Notice 2014-21 establishes that for federal tax purposes, digital assets are treated as property, not as currency. This classification means that general tax rules governing property transactions apply. Actions like selling property for a gain or exchanging one property for another have direct parallels in the digital asset space.
A direct consequence of this is the need to determine the fair market value (FMV) of the digital asset in U.S. dollars for every transaction. The FMV is calculated on the date the asset is received or used. Taxpayers must identify a consistent method for this valuation, such as referencing the value listed on a prominent cryptocurrency exchange.
This valuation is the basis for calculating income and gains. When a digital asset is received as a payment or earned, its FMV at that moment constitutes the income amount. When it is later sold or exchanged, this initial value becomes the basis for determining any subsequent capital gain or loss.
The method of acquiring digital assets impacts the immediate tax consequences. When an employee receives digital assets as payment for services, it is considered wages. The amount of income is the fair market value of the asset in U.S. dollars on the date it is received, and these wages are subject to federal income tax withholding and FICA taxes.
For independent contractors, receiving digital assets for goods or services constitutes self-employment income, measured by the FMV of the asset on the day it was received. This income is subject to self-employment tax.
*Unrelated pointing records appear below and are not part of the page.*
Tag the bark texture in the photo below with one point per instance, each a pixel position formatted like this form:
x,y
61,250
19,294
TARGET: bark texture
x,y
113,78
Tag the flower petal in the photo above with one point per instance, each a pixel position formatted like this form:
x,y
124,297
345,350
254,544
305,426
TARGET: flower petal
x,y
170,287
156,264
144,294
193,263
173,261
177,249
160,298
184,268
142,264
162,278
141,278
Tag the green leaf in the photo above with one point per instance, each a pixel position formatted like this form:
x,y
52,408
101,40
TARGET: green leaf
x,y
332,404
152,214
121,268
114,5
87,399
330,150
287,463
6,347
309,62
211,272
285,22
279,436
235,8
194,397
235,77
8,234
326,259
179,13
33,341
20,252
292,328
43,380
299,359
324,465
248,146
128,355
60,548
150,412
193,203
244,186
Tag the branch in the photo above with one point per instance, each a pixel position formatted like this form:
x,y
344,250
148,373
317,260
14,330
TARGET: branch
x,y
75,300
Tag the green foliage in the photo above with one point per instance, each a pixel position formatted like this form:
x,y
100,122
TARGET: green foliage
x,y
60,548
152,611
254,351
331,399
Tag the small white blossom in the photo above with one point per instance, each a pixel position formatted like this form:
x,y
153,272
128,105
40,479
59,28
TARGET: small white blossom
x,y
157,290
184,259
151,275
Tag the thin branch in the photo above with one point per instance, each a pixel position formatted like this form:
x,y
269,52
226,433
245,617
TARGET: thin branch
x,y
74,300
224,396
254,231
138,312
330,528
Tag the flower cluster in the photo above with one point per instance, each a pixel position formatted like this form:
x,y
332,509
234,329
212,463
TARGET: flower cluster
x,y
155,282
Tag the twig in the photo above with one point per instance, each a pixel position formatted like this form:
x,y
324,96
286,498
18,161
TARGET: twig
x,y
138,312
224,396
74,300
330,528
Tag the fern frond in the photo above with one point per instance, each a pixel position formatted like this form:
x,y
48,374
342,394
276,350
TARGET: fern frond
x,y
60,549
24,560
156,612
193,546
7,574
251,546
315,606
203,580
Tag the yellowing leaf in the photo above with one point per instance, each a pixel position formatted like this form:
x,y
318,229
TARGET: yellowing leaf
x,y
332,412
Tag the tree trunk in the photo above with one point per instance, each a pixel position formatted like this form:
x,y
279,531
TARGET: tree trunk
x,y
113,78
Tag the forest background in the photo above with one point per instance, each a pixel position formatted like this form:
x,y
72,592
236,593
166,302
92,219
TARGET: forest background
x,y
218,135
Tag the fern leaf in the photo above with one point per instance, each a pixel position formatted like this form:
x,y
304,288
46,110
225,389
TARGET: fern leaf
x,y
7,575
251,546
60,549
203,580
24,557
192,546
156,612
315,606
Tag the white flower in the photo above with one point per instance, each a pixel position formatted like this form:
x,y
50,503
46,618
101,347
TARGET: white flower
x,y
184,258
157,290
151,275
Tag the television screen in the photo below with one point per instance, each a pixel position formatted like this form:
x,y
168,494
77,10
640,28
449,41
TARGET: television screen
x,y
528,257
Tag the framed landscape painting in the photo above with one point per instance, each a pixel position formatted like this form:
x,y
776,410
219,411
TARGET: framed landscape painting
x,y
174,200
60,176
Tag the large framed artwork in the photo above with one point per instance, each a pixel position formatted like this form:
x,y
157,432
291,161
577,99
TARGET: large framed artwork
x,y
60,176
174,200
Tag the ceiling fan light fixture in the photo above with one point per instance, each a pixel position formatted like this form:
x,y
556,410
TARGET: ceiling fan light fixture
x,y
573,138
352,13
A taxpayer who mines a digital asset realizes gross income equal to its fair market value on the date of mining. Income is also realized from staking rewards when the taxpayer gains control over the rewards. Other taxable acquisitions can include receiving digital assets from a hard fork or an airdrop.
When a taxpayer sells, exchanges, or otherwise disposes of a digital asset, a taxable event is triggered, resulting in a potential capital gain or loss. This is calculated by subtracting the taxpayer’s adjusted basis—generally the asset’s fair market value at the time of acquisition—from the proceeds of the disposition.
The character of the gain or loss depends on how long the taxpayer held the digital asset. If held for one year or less, the gain or loss is short-term. If held for more than one year, it is long-term, which often qualifies for more favorable tax rates.
Using digital assets to pay for goods or services is a disposition and is treated as an exchange of property. The taxpayer must recognize any gain or loss that has occurred from the time they acquired the asset to the moment they used it for a purchase.
The IRS has increased its focus on compliance, and the main Form 1040 includes a question asking all taxpayers whether they have engaged in transactions involving digital assets during the year. Taxpayers must report all income and gains from these transactions.
Payers who transfer digital assets to independent contractors for services must issue a Form 1099-NEC. Employers paying wages in digital assets must report the value on the employee’s Form W-2.
When a taxpayer disposes of a digital asset held as a capital asset, the transaction details must be reported on Form 8949, Sales and Other Dispositions of Capital Assets. The totals are then summarized on Schedule D (Capital Gains and Losses) and filed with the Form 1040.
Recent legislation has expanded information reporting requirements for brokers dealing in digital assets. While the effective date for these rules has been delayed, they will eventually require brokers to issue reporting forms detailing customer transactions, similar to current reporting for stocks and bonds.